If only Veronica Sawyer had been a teen in the 21st Century.
Rachel Simmons, a 36-year-old bestselling author, Oprah regular, Rhode Scholar and bully-prevention trainer has opened up a Girls Leadership Institute, in which “young girls spend two weeks learning Girlworld survival tactics.”
The girls in question are in the eight and ninth grade — a perfect time, in my opinion, to start training them out of the bitchy hierarchies they’ve already undoubtedly begun internalizing and adhering to in the final stages of elementary or middle school.
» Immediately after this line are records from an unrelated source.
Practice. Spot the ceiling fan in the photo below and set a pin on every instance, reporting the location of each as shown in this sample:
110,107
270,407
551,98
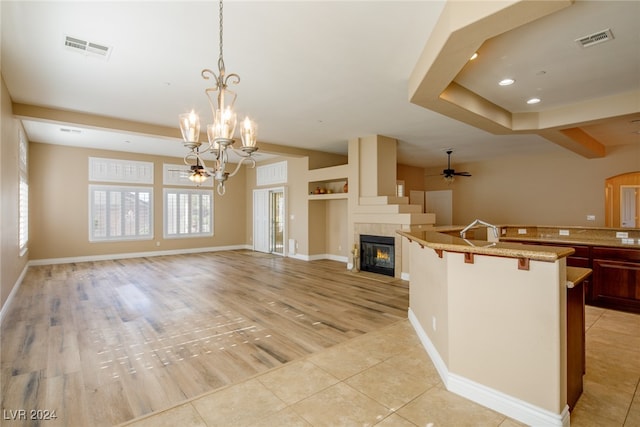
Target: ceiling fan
196,173
450,174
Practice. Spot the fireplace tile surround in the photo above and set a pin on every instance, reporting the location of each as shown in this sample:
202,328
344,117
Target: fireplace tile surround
385,230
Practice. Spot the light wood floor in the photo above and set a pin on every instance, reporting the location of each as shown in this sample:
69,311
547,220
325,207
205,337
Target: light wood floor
101,343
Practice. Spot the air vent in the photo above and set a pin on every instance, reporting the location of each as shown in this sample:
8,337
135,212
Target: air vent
87,47
595,38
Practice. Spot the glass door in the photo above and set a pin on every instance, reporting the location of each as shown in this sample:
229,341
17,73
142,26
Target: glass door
277,221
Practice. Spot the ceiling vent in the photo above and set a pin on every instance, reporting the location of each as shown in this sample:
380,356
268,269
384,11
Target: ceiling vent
595,38
86,47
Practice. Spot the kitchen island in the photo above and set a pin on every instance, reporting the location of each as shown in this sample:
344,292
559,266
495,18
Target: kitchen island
493,318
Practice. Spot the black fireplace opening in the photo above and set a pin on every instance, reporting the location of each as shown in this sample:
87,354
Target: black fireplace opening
377,254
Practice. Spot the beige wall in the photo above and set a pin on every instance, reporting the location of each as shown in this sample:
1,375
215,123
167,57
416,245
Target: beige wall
554,189
11,263
505,331
412,176
59,207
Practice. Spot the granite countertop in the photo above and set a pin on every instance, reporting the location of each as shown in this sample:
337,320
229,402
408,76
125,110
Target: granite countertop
588,236
437,239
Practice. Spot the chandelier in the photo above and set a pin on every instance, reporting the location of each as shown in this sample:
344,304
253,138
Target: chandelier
220,132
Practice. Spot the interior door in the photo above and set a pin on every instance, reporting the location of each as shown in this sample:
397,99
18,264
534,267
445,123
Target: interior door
628,206
276,221
261,221
269,220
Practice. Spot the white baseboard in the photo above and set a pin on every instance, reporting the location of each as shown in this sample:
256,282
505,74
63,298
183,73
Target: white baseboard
493,399
12,294
107,257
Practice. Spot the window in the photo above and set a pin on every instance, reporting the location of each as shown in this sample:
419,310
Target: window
120,213
23,202
188,213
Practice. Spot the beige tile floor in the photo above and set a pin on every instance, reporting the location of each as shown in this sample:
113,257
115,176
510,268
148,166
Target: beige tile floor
385,378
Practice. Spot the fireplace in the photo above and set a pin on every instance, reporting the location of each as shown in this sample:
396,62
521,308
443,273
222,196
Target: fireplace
377,254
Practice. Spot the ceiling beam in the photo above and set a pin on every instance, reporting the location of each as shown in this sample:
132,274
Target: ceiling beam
461,30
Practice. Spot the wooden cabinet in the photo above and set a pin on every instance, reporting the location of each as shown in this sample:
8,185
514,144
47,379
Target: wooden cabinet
616,278
615,282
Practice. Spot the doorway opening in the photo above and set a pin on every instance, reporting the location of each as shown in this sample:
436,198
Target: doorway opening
269,220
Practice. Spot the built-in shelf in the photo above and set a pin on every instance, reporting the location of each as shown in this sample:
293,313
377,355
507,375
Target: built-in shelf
330,181
330,196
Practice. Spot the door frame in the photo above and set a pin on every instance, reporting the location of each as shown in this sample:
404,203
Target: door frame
269,230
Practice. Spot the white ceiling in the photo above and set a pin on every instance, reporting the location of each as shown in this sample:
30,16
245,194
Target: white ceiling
314,73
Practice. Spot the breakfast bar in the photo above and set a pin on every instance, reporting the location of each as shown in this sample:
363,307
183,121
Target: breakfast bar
493,317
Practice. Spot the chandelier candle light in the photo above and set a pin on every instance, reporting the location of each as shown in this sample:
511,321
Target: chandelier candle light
220,133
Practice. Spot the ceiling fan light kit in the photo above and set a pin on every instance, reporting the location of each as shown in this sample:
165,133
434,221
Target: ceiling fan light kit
220,133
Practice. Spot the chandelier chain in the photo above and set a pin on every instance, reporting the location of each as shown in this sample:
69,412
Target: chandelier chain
220,58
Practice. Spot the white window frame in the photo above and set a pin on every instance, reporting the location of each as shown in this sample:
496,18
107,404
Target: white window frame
178,217
116,228
23,194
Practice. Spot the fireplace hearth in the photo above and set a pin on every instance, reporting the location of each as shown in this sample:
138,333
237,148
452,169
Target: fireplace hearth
377,254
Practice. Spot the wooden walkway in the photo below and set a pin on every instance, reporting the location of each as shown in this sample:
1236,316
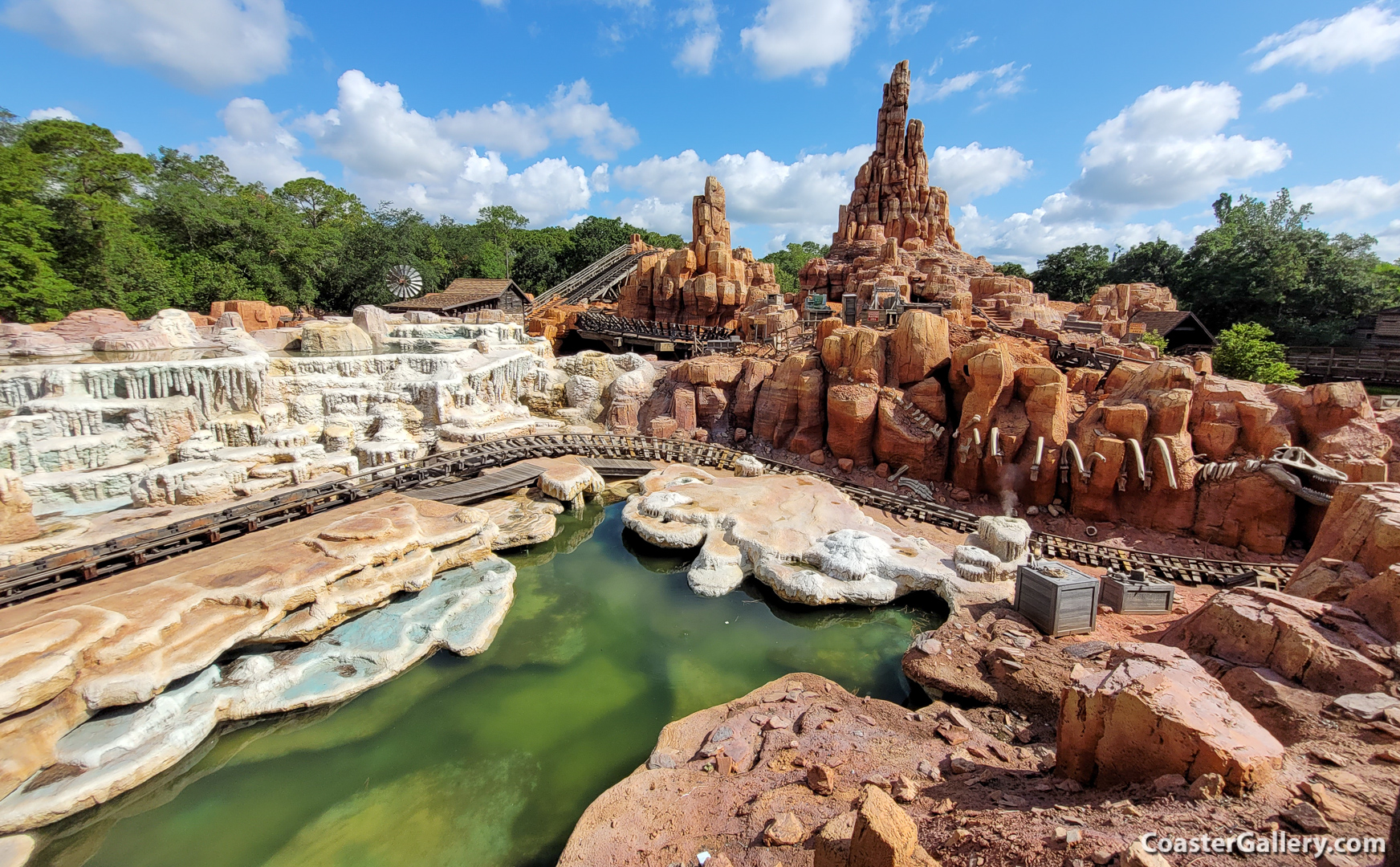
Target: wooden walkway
486,485
1330,363
617,468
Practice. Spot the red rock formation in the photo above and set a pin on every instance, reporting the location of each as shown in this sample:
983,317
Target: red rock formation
1157,712
850,422
918,346
1307,641
706,283
1115,304
86,325
257,315
1148,411
895,233
790,411
1362,524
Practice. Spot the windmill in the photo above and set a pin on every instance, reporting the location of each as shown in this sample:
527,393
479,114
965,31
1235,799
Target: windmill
404,280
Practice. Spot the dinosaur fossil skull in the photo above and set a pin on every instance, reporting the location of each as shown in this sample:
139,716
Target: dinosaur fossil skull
1288,466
The point of the program is to allow participants to be silly without worrying about being mocked or teased. The girls are encouraged to express themselves, even in the smallest of ways:
One day at lunch, Molly Kaissar, a ninth grader from Manhattan who struggled with confidence after being bullied last year, swans proudly through the dining hall wrapped in a turquoise feather boa, which the staff bestows daily on an F.F.F. — a Fierce Fabulous Female.
There are, of course, some barriers to this self-esteem renewal course. Like money:
The program is not a camp in the conventional sense, but, at $2,650 a session, it is camplike.
Hmm. I seriously hope that that figure is meant to represent the whole two weeks and not each day. Because if that is daily, at that price you could buy some friends.
But in all seriousness, I think any attempt to put a stop to high school bullying should be commended. People may claim that bullying or teasing is always going to be a part of the high school experience, but given all of the forms of new media available to today’s teens, cyber-bullying and cyber-stalking mean that harassment no longer ceases when the school bell rings.
Several girls — and their mothers — share tales and testimonies about the hurtful impact of bullying and the curative effect of Simmons’ program. But I do have to wonder: doesn’t this kind of just sound like The Breakfast Club for young teen girls — a liminal space where the usual societal rules no longer apply? Because even the enlightened old soul teens in the John Hughes classic know that tomorrow at school, all of those walls go right back up.